A flexible, creative, open-minded approach to problem solving enables us to offer economical design solutions as we work with you to continually improve the papermaking process.
For more than four decades E.F. Cook Co. has been building superior cylinder moulds. Outstanding features include:
  • High drawing efficiency
  • Near perfect concentricity
  • Maximum open area
  • Ease of cleaning
  • Minimum deflection due to a design which emphasizes stiffness and rigidity

At E.F. Cook we employ proprietary manufacturing techniques, sound engineering principles and a team effort to develop the best cylinder mould for your application.

We work closely with you to determine the best cylinder design for your application and provide CAD and 3D visualization drawings for your review and approval prior to construction.
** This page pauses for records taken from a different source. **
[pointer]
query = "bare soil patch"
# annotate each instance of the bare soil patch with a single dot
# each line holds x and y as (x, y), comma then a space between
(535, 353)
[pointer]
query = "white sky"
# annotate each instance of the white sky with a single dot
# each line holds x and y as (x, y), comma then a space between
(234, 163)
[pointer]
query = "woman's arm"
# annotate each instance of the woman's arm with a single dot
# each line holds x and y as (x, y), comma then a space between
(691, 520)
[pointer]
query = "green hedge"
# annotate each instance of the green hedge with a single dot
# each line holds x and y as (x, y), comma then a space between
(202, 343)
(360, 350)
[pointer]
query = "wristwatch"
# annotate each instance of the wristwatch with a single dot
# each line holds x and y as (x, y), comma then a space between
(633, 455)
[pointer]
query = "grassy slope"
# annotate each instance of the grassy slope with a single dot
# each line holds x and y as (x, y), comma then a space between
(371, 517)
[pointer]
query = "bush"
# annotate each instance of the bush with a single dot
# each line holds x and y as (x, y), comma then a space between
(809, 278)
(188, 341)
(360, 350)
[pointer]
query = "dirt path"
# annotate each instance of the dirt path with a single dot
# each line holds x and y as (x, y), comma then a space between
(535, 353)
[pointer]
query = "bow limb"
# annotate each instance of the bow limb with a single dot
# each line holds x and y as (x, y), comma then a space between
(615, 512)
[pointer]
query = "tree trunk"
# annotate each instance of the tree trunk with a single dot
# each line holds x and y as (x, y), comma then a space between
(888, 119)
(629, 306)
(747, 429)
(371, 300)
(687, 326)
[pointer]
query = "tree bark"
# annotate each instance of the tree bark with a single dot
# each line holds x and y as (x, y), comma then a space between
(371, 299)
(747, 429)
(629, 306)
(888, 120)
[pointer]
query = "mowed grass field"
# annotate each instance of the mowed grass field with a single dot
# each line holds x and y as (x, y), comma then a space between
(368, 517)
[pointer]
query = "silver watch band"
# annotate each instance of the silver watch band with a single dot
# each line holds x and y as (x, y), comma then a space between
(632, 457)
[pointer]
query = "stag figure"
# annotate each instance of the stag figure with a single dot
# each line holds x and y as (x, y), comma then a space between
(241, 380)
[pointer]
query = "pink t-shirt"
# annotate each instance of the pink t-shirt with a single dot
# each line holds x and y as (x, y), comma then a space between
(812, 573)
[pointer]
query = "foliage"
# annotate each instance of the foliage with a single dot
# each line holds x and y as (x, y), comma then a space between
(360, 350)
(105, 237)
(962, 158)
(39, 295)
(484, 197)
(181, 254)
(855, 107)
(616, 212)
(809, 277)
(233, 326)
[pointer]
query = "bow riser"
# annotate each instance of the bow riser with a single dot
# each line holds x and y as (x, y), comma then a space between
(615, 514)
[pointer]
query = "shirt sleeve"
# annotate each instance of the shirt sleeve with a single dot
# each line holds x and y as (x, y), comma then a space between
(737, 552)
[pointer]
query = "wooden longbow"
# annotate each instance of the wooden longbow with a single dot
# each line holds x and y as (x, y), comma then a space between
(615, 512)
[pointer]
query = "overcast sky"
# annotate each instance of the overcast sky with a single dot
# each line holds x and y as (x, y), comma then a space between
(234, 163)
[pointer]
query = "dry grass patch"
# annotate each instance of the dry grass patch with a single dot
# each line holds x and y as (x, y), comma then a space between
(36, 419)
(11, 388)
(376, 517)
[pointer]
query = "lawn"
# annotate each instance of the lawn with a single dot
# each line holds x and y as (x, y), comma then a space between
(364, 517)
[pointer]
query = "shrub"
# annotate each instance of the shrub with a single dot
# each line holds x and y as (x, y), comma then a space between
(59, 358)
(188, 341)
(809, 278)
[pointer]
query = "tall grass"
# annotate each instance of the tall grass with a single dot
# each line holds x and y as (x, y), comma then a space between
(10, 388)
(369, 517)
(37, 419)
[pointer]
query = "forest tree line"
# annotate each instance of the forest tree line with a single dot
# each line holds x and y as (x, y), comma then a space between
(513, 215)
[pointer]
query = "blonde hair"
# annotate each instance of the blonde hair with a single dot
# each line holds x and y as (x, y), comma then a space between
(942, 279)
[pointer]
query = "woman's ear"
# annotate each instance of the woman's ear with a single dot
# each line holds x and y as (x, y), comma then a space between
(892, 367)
The Centrifugally Cast Core

Our cylinders, with diameters ranging from 30” to 72”, begin with a hollow centrifugally cast iron core. Depending on application and budgetary restriction, a core clad with T-316L stainless sheet or a solid T-316L / T-304L center shaft may be used. Subjected to various wet environments, cast iron will not readily rust through and is considerably more corrosion resistant than steel. Centrifugal casting produces a very dense core with excellent balance, rigidity, and walls of uniform thickness. Each core is engineered for maximum operating efficiency with minimum deflection. The core is shrink fitted to each journal, then machined to uniform diameter to accept shrink fitted spiders onto its shaft.

Spider Design

Cook Cylinder Moulds are manufactured with either engineered cast bronze or stainless steel spiders. Bronze and T-316L has offered mills years of trouble free service at an economical cost. In certain environmental applications cylinder moulds may be manufactured in stainless steel.

Depending on your particular application, a copper alloy is selected using the following criteria: corrosion resistance, mechanical properties, physical properties and fabricability.
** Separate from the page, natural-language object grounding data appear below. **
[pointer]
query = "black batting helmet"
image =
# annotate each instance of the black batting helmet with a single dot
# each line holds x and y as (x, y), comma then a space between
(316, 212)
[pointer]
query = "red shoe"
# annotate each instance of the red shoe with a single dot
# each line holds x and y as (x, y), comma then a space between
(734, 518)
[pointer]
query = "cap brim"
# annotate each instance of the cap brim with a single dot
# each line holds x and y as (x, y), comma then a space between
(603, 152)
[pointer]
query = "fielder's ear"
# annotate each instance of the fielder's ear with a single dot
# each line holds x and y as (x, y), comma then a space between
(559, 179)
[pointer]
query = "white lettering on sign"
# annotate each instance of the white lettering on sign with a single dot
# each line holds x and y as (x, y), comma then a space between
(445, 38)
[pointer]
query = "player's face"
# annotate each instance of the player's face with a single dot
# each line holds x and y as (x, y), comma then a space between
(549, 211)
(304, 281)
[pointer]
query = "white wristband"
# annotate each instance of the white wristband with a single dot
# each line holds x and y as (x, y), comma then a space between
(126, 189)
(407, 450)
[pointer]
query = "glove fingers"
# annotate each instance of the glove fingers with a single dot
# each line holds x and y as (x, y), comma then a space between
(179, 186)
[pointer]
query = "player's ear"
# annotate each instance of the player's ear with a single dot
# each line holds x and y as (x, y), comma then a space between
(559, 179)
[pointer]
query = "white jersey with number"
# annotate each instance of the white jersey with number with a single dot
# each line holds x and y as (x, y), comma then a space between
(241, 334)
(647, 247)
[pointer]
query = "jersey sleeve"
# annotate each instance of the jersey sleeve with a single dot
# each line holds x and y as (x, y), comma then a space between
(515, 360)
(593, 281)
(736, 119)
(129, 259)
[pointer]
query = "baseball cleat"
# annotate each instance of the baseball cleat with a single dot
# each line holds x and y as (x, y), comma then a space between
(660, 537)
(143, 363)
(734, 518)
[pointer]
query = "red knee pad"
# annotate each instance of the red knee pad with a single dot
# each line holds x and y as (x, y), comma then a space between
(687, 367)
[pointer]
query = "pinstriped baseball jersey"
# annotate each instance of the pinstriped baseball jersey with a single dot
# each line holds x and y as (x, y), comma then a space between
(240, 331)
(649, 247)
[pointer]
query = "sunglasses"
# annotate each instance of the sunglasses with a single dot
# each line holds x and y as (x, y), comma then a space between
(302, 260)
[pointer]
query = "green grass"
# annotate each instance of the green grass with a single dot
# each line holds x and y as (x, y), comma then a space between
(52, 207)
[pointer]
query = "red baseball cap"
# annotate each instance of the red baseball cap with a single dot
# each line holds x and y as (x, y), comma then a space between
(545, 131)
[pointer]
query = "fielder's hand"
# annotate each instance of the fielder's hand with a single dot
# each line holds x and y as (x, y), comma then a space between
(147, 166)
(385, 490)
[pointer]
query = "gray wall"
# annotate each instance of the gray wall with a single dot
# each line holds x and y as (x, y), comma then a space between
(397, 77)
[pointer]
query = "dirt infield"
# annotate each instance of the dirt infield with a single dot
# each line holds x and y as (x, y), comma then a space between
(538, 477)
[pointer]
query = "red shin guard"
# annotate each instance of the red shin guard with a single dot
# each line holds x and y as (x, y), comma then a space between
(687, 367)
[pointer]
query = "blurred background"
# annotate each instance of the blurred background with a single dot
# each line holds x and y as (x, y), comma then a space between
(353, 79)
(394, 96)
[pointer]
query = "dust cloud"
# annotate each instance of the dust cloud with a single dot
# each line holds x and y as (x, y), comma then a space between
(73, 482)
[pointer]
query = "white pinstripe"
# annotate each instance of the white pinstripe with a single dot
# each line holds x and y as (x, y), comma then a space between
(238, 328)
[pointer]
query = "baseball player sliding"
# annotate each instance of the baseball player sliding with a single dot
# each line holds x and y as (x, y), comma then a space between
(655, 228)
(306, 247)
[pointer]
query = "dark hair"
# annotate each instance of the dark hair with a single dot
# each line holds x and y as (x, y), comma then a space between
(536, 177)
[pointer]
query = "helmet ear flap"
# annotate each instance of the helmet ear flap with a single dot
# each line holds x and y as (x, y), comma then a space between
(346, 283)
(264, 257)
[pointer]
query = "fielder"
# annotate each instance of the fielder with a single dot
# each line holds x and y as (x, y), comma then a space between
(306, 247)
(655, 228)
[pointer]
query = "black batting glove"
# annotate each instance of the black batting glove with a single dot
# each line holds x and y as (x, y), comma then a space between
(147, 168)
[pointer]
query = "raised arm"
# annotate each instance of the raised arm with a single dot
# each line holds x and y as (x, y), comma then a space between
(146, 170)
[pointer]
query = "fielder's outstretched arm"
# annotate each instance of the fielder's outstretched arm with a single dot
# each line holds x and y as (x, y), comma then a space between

Engineered for strength, corrosion resistance and machined to precise tolerances, we are proud to say our spiders have consistently met or exceeded mill expectations for endurance and longevity over the years.

Surface Construction

Surface construction is very important in designing the right cylinder mould for your specific machine, whether you are running pressure formers, semi-formers, counter flow, direct flow or dry vats.
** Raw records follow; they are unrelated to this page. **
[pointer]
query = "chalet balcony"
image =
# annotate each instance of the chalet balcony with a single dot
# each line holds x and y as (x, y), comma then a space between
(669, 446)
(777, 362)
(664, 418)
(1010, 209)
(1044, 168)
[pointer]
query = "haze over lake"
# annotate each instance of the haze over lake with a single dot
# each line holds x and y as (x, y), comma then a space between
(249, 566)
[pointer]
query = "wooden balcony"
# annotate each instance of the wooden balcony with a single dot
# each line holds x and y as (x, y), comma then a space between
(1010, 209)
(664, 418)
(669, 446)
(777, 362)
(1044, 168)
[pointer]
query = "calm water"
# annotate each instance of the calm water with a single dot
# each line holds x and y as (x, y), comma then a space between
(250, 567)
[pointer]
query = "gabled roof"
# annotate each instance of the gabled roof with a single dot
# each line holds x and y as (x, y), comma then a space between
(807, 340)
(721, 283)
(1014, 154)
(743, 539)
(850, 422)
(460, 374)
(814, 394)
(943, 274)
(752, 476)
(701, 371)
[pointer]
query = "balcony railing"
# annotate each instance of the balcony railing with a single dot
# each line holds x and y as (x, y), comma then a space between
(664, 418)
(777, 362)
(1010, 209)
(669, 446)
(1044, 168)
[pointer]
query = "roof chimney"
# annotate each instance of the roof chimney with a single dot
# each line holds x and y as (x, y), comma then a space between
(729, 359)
Cylinder size, speed, loading, dewatering requirements and open area are some of the variables we consider when recommending a surface construction and face wire selection that will enable your cylinder to operate at maximum efficiency.

Three examples of surface construction, using various sizes and styles of top rods and winding wire, illustrate how open area can be altered. Our years of experience in constructing cylinder moulds enable us to recommend the best design for your machine.

cylinder cylinder cylinder
Conventational Round and Wire Hi-Wire Flat Bar, Hi-Wire

The Wire Cloth Cover

The final step in construction of the Cook Cylinder Mould is the selection of a backing wire and/or face cloth.

Quality stainless steel wire cloth is woven to our specification using a variety of weaves and wire diameters. Designed to perform in diverse chemical and mechanical environments, our cloth meets the strictest requirements for durability, seam strength, drainage and minimized wire marking.

Our highly skilled seamers choose from a wide selection of brazing alloys using either silver or gold to produce the best straight or helical seam for your application. Once properly tensioned, covers are carefully secured to the cylinder to ensure durability under the most severe conditions.


The principle of the cylinder mould is to provide the forming surface through which water drains to leave the fibers matted in a sheet. The cylinder is designed to allow drainage uniformly across its width with no turbulence to disturb the fibers during formation.

Sheet formation cannot be improved later in the papermaking process; it is produced once and for all on the cylinder mould.